The ECG monitor will enable users to get early alerts to problems like atrial fibrillation (AFIb).
Original article, August 26, 2020 (02:00 PM ET): Fitbit made a big deal of the ECG heart sensor in its Sense smartwatch, but when will you get to use it? Thankfully, you probably won’t need to wait too long.
Fitbit’s devices VP Larry Yang told Wareable that the ECG was in the “final review” process with the FDA and would receive clearance in both the US and the European Union “this side of the holidays.” An additional spokesperson added that the company couldn’t provide a specific date.
Fitbit Sense ECG: Why the delay?
This doesn’t guarantee that ECG functionality will be available the moment Fitbit receives clearance. Fitbit will still need to deliver updates to switch on the feature. Still, this suggests that you won’t need to wait until 2021 to check for signs of possible heart irregularities like atrial fibrillation.
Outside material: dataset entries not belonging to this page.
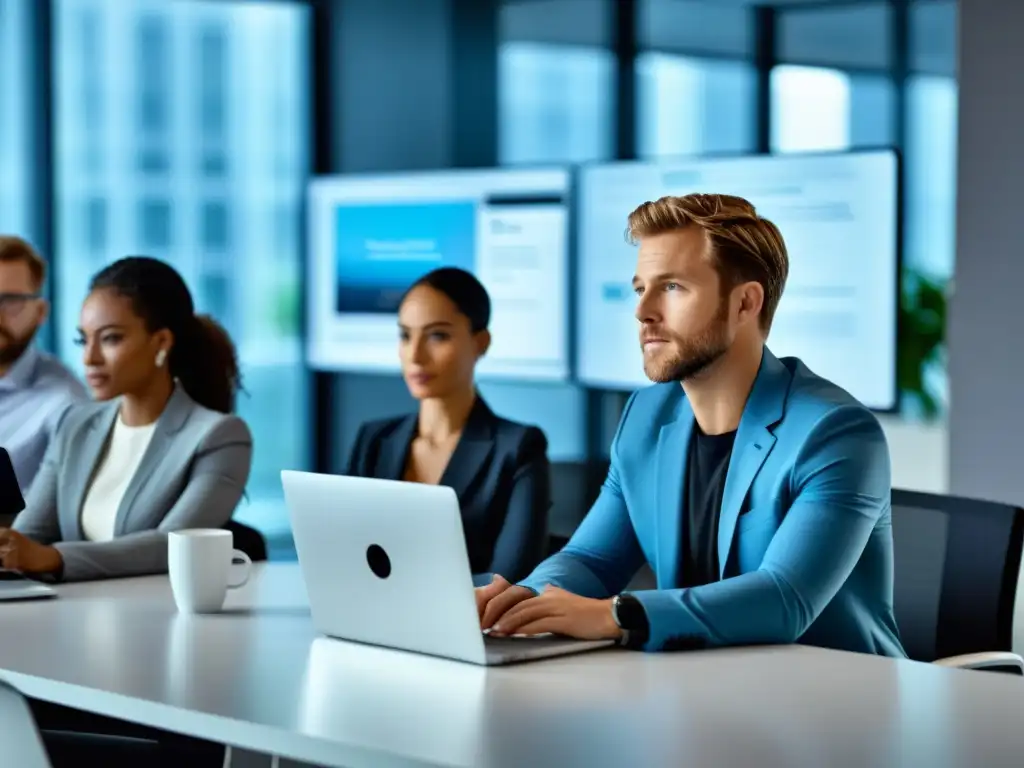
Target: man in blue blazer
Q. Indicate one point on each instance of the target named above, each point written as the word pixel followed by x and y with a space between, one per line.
pixel 758 492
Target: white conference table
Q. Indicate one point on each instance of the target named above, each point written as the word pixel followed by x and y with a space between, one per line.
pixel 257 677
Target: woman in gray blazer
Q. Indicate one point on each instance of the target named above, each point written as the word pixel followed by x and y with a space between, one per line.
pixel 158 453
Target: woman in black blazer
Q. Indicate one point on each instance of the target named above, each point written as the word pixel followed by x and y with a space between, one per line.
pixel 498 468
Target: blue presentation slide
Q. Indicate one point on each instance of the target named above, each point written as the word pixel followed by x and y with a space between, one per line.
pixel 383 248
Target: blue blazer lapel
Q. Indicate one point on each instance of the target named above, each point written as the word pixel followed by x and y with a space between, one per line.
pixel 673 441
pixel 754 442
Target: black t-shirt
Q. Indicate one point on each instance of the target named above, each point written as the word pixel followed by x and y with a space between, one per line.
pixel 708 465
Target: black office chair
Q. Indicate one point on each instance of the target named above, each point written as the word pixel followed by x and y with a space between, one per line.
pixel 958 590
pixel 574 487
pixel 22 743
pixel 248 540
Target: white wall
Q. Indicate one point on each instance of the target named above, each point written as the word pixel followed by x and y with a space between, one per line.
pixel 920 455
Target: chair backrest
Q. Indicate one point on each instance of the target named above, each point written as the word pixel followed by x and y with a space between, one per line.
pixel 23 747
pixel 957 574
pixel 574 487
pixel 248 540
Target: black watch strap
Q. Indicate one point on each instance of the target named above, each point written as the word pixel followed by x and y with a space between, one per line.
pixel 632 619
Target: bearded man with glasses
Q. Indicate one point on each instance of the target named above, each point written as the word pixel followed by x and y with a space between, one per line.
pixel 35 388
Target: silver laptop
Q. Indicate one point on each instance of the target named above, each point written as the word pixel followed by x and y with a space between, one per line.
pixel 14 586
pixel 385 563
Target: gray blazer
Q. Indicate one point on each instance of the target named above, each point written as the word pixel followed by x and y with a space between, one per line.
pixel 192 476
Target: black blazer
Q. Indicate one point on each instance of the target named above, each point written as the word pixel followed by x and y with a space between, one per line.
pixel 500 472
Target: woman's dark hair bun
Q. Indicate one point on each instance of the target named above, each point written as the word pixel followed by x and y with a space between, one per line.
pixel 464 290
pixel 203 357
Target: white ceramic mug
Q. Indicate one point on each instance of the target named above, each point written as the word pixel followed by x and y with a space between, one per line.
pixel 199 562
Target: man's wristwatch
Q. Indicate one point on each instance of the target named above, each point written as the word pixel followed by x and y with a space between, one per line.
pixel 631 617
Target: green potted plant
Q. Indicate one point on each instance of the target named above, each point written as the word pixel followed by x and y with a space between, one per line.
pixel 921 341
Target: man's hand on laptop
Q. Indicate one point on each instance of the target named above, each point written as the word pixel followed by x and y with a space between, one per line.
pixel 506 609
pixel 17 552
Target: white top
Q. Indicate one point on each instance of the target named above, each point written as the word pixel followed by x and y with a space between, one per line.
pixel 117 467
pixel 258 677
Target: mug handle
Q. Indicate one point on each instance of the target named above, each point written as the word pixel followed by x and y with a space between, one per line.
pixel 245 560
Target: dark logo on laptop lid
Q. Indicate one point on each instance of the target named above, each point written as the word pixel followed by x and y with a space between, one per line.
pixel 378 561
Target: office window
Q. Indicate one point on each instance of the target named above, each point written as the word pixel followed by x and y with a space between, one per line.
pixel 691 107
pixel 851 35
pixel 17 86
pixel 930 214
pixel 696 28
pixel 215 226
pixel 818 109
pixel 188 179
pixel 555 102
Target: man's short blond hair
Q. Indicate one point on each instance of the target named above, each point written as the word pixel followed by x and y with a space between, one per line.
pixel 14 250
pixel 744 246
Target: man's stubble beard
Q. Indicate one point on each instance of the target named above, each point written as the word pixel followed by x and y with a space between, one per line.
pixel 694 354
pixel 12 348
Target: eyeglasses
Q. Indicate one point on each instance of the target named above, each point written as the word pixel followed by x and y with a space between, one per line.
pixel 12 304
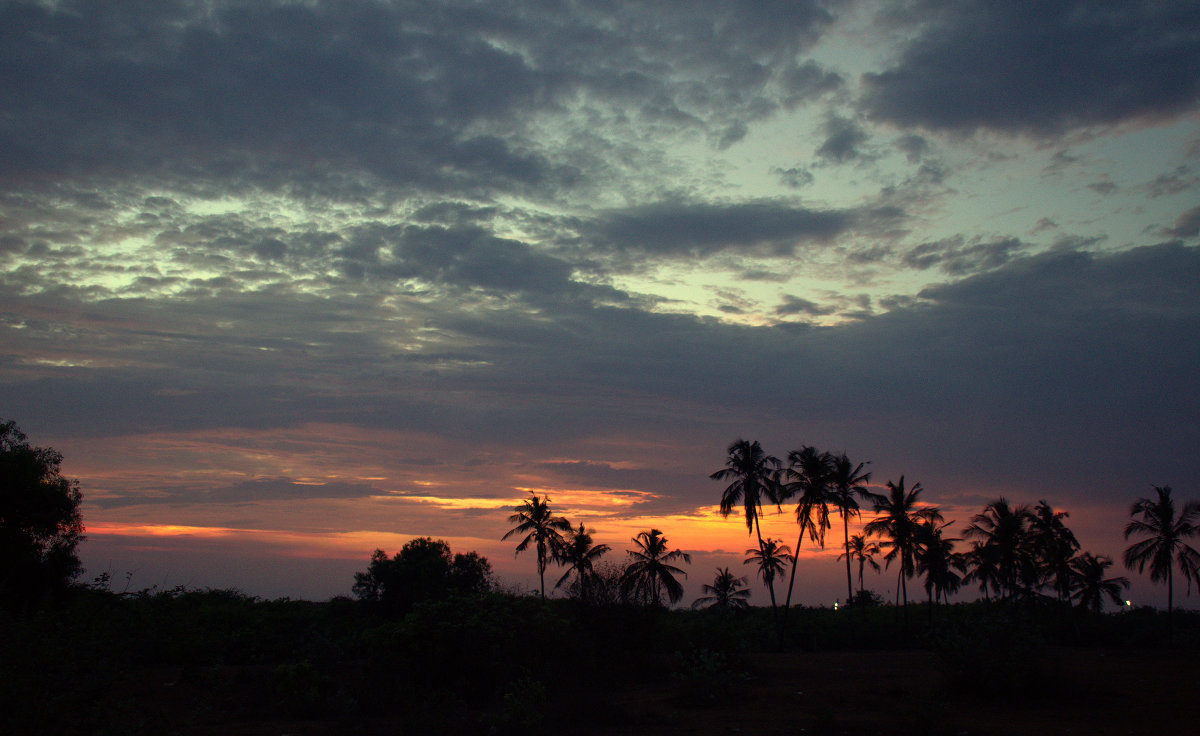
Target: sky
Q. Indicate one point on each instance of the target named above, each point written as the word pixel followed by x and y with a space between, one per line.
pixel 289 281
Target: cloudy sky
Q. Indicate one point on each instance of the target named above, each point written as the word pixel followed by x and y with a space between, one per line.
pixel 288 281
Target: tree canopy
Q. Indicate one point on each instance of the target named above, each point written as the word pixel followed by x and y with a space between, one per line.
pixel 40 519
pixel 421 570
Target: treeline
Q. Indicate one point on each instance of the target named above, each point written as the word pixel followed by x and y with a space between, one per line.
pixel 1006 552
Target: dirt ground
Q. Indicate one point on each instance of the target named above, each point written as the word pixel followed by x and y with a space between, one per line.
pixel 1095 692
pixel 1092 692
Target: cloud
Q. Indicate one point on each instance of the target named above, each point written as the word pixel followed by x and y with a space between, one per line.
pixel 341 99
pixel 957 256
pixel 671 228
pixel 843 141
pixel 1042 69
pixel 1187 225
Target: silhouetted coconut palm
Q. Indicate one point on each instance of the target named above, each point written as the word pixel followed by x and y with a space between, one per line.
pixel 754 476
pixel 863 551
pixel 1164 546
pixel 897 521
pixel 847 488
pixel 1089 585
pixel 648 574
pixel 983 567
pixel 534 519
pixel 579 554
pixel 810 477
pixel 937 561
pixel 726 592
pixel 1006 531
pixel 772 560
pixel 1054 545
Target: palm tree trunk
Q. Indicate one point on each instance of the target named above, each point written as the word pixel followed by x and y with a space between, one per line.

See also: The best smartwatches you can buy
While this could leave you waiting months for the functionality, that kind of delay is all too common for ECG functions on smartwatches. The Apple Watch Series 4’s ECG sensor wasn’t usable in the US until December 2018, months after launch. It took even longer still to reach other countries. The Galaxy Watch 3’s sensor has cleared the FDA but still hasn’t been activated in the US. And, as Wareable notes, Withings has struggled to get ECG approval for devices like the ScanWatch despite months of waiting.
Clearances can take a long time due to the very nature of testing. Even a minor change mid-development might require a new clinical study, making it difficult to predict exactly when officials will approve medical tech. That’s important for an ECG sensor that could prompt a trip to the doctor, but it can be frustrating if you’re eager to use every last feature of your watch.